Ella le observaba con curiosidad y en un silencio tan absoluto que parecía estudiarlo más que observarlo. Aunque apoyaba parte de su cuerpo en la cama, el resto estaba en suspenso y arriesgó el equilibrio de su postura para acercarse un poco más a él. Aún estaba dormido. Acarició la punta de su nariz con los dedos y luego su boca. Esbozó una media sonrisa, con timidez, con temor a ser descubierta. Él ni se inmutó, parecía estar sumido en un sueño profundo. No quiso despertarlo, estaba tan tranquilo, tan sosegado. Ella intuía que aquél sería, con toda probabilidad, uno de los pocos momentos en los que de verdad tuviera esa paz. Durante todo aquel tiempo, se había fijado en él, en la distancia, como si no existiera y había percibido una sombra en su gesto, un detalle que anulaba su dicha. Tras esa noche, lo había entendido. Él no se lo había explicado con palabras, a decir verdad, casi no había podido pronunciarlas, su estado de embriaguez había sido importante. Pero su actitud había hablado por sí sola. Había bebido con desesperación, como si no le quedara nada por lo que luchar en la vida. Al mirarlo, la noche anterior, le había recordado a sí misma algunos años atrás. Se había reconocido en él, por eso, no pudo resistirse a abrazarlo. Ella volvió a acercarse a él y esta vez le dio un beso en los labios. Dejó caer su cabeza sobre él y respiró profundamente. Probablemente no volvieran a compartir aquel momento de intimidad nunca más. Aquella noche había surgido como surgen las burlas, los sueños, sin ninguna clase de sentido. Decidió no pensar. Normalmente aquél era su problema, que pensaba demasiado. Lo abrazó e intentó volver a dormirse.

En ocasiones se proponía ser fuerte, más que proponérselo, se convencía de que lo era, pero sólo conseguía creerse la mentira un par de días, tres a lo sumo. Siempre llegaba a ella una imagen de su tan-bien-organizada-vida que derrumbaba el castillo de naipes que había construido.
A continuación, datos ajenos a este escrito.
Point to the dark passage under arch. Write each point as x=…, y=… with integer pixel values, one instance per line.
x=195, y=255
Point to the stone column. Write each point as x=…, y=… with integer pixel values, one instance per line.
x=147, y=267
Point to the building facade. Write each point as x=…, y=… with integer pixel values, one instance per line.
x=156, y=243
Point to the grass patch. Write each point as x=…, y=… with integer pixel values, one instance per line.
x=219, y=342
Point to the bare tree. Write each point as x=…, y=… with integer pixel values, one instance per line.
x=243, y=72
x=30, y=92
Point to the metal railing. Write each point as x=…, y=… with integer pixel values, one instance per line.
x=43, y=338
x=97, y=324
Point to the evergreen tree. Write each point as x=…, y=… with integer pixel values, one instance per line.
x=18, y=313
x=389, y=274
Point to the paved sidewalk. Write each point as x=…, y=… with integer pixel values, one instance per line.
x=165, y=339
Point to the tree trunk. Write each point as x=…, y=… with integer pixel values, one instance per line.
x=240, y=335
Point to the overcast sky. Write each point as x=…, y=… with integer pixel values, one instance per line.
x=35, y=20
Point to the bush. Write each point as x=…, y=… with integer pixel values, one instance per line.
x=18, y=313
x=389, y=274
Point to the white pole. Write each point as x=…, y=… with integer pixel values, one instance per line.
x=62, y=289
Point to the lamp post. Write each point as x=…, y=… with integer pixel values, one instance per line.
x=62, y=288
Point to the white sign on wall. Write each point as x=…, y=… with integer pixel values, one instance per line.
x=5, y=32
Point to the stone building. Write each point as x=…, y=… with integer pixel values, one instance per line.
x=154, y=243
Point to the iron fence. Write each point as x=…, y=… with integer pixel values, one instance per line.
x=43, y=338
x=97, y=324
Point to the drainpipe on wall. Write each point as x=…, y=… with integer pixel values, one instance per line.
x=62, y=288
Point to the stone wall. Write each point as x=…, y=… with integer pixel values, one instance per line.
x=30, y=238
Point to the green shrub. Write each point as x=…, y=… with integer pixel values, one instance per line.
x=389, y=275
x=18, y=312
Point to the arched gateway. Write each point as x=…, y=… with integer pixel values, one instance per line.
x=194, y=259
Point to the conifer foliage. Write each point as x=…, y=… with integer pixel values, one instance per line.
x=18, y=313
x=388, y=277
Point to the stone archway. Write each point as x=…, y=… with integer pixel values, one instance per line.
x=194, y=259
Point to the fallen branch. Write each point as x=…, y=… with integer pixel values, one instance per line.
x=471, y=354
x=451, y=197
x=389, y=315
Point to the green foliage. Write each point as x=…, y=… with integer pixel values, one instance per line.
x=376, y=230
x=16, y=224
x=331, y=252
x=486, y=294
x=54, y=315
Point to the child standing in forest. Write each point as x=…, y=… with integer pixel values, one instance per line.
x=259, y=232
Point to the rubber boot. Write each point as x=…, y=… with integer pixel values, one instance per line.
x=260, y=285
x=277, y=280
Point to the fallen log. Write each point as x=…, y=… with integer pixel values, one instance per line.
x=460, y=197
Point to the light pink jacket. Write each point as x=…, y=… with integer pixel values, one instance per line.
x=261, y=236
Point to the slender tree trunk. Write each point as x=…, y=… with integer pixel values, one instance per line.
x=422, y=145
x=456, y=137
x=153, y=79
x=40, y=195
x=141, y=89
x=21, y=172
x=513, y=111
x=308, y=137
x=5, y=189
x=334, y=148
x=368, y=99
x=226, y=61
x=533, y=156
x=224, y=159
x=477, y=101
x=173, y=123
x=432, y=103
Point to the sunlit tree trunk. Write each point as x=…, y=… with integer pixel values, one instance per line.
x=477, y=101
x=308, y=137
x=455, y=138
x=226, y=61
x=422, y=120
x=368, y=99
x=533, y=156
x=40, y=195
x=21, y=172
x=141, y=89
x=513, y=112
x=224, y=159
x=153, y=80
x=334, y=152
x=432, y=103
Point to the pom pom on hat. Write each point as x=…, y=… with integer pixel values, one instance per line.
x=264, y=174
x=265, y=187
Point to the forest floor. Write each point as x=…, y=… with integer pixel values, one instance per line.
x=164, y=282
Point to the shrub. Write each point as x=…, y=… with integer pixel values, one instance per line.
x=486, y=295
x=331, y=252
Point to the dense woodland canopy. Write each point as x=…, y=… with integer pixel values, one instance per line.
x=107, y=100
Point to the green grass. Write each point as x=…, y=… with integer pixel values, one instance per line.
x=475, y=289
No entendía por qué todo tenía que ser tan difícil, se suponía que los días llegaban a ella, transcurrían y no resultaban una auténtica lucha. Tal vez el problema radicara en que había dejado de creer en sí misma. Durante años había mantenido la pose que, estaba segura, todos deseaban contemplar de ella. Puede que a ella no le convenciera después de todo. Sus pensamientos permanecieron en silencio. Dejó la mente en blanco, procuró concentrarse en la canción de los Beatles que sonaba en su ordenador. A lo mejor encontraría la respuesta ahí… Sí, era una auténtica estupidez. Al menos era bonita. Le transmitía tranquilidad y sosiego. ¿Quién sabe? Tal vez lo mejor fuera dejar de pensar durante unos minutos. O simplemente dejar de pensar.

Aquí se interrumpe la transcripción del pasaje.